Barone Francesco, Marrazzo Marco, Oton Claudio J
Scuola Superiore Sant'Anna, TeCIP Institute, Via Giuseppe Moruzzi 1, 56127 Pisa, Italy.
Baker Hughes, Via Felice Matteucci 2, 50127 Florence, Italy.
Sensors (Basel). 2020 Feb 20;20(4):1175. doi: 10.3390/s20041175.

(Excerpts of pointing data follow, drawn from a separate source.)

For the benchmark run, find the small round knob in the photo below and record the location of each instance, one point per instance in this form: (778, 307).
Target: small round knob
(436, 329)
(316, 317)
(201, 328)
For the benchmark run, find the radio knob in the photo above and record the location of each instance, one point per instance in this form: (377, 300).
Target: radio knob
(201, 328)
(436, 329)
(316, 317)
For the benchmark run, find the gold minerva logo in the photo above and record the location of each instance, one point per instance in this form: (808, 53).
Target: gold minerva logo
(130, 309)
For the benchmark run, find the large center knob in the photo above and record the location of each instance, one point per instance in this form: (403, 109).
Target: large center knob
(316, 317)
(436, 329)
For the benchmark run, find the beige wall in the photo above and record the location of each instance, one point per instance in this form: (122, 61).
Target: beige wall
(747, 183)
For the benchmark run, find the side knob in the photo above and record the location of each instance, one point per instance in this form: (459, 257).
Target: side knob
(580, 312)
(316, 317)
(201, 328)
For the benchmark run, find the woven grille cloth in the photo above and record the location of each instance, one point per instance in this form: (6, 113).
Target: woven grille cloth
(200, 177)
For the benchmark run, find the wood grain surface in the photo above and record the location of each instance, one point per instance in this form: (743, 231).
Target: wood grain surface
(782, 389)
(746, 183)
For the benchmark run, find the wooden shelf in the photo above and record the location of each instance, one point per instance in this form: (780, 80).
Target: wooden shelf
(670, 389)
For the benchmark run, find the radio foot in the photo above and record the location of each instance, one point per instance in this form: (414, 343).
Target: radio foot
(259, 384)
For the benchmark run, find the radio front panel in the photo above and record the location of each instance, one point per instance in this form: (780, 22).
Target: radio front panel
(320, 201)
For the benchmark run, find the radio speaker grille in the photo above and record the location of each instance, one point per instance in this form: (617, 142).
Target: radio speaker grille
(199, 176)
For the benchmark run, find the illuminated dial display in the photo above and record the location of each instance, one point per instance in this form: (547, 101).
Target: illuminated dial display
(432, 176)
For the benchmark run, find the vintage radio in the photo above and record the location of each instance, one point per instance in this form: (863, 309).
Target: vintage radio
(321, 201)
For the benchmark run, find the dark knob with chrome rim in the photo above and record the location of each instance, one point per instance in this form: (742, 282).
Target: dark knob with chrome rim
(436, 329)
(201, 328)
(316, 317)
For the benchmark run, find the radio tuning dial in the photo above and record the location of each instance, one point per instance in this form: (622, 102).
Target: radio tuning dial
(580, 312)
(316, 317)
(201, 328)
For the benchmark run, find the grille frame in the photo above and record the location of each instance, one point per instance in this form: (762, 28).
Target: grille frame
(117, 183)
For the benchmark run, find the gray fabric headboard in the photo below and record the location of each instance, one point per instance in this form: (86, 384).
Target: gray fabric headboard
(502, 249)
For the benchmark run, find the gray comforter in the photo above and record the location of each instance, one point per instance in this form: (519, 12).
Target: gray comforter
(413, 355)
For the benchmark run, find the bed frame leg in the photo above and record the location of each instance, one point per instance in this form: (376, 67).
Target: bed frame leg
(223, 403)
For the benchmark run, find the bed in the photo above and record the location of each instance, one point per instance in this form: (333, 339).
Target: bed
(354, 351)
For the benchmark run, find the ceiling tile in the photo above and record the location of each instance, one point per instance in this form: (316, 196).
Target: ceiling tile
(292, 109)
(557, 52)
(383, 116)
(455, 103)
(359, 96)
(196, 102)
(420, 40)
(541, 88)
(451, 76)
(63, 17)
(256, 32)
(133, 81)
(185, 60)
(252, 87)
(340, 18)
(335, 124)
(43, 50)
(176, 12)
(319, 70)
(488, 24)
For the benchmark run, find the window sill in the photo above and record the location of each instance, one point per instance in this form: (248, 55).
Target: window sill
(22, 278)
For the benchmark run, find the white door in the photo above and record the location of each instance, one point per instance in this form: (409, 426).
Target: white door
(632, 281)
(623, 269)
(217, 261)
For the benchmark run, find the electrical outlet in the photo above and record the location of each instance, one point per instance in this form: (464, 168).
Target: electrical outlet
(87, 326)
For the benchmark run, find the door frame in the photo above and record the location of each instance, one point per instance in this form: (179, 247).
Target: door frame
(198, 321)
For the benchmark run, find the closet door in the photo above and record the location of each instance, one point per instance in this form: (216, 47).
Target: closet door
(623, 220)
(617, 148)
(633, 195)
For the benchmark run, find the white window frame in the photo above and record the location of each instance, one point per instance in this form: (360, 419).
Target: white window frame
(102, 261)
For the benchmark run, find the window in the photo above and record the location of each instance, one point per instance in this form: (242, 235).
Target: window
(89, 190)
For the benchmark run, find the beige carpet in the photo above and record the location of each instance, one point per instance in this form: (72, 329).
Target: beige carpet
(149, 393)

Camera calibration is a crucial step for computer vision in many applications. For example, adequate calibration is required in infrared thermography inside gas turbines for blade temperature measurements, for associating each pixel with the corresponding point on the blade 3D model. The blade has to be used as the calibration frame, but it is always only partially visible, and thus, there are few control points. We propose and test a method that exploits the anisotropic uncertainty of the control points and improves the calibration in conditions where the number of control points is limited. Assuming a bivariate Gaussian 2D distribution of the position error of each control point, we set uncertainty areas of control points' position, which are ellipses (with specific axis lengths and rotations) within which the control points are supposed to be. We use these ellipses to set a weight matrix to be used in a weighted Direct Linear Transformation (wDLT). We present the mathematical formalism for this modified calibration algorithm, and we apply it to calibrate a camera from a picture of a well known object in different situations, comparing its performance to the standard DLT method, showing that the wDLT algorithm provides a more robust and precise solution. We finally discuss the quantitative improvements of the algorithm by varying the modules of random deviations in control points' positions and with partial occlusion of the object.
相机校准是许多应用中计算机视觉的关键步骤。例如,在燃气轮机内部的红外热成像中进行叶片温度测量时,为了将每个像素与叶片三维模型上的对应点相关联,就需要进行充分的校准。叶片必须用作校准框架,但它总是只能部分可见,因此控制点很少。我们提出并测试了一种利用控制点各向异性不确定性的方法,该方法在控制点数量有限的情况下改进了校准。假设每个控制点的位置误差服从二元高斯二维分布,我们设置控制点位置的不确定区域,这些区域是椭圆(具有特定的轴长和旋转角度),控制点应该位于这些椭圆内。我们使用这些椭圆来设置一个权重矩阵,用于加权直接线性变换(wDLT)。我们给出了这种改进校准算法的数学形式,并将其应用于在不同情况下从一个知名物体的图片校准相机,将其性能与标准DLT方法进行比较,结果表明wDLT算法提供了更稳健和精确的解决方案。我们最后通过改变控制点位置的随机偏差量以及物体的部分遮挡来讨论该算法的定量改进。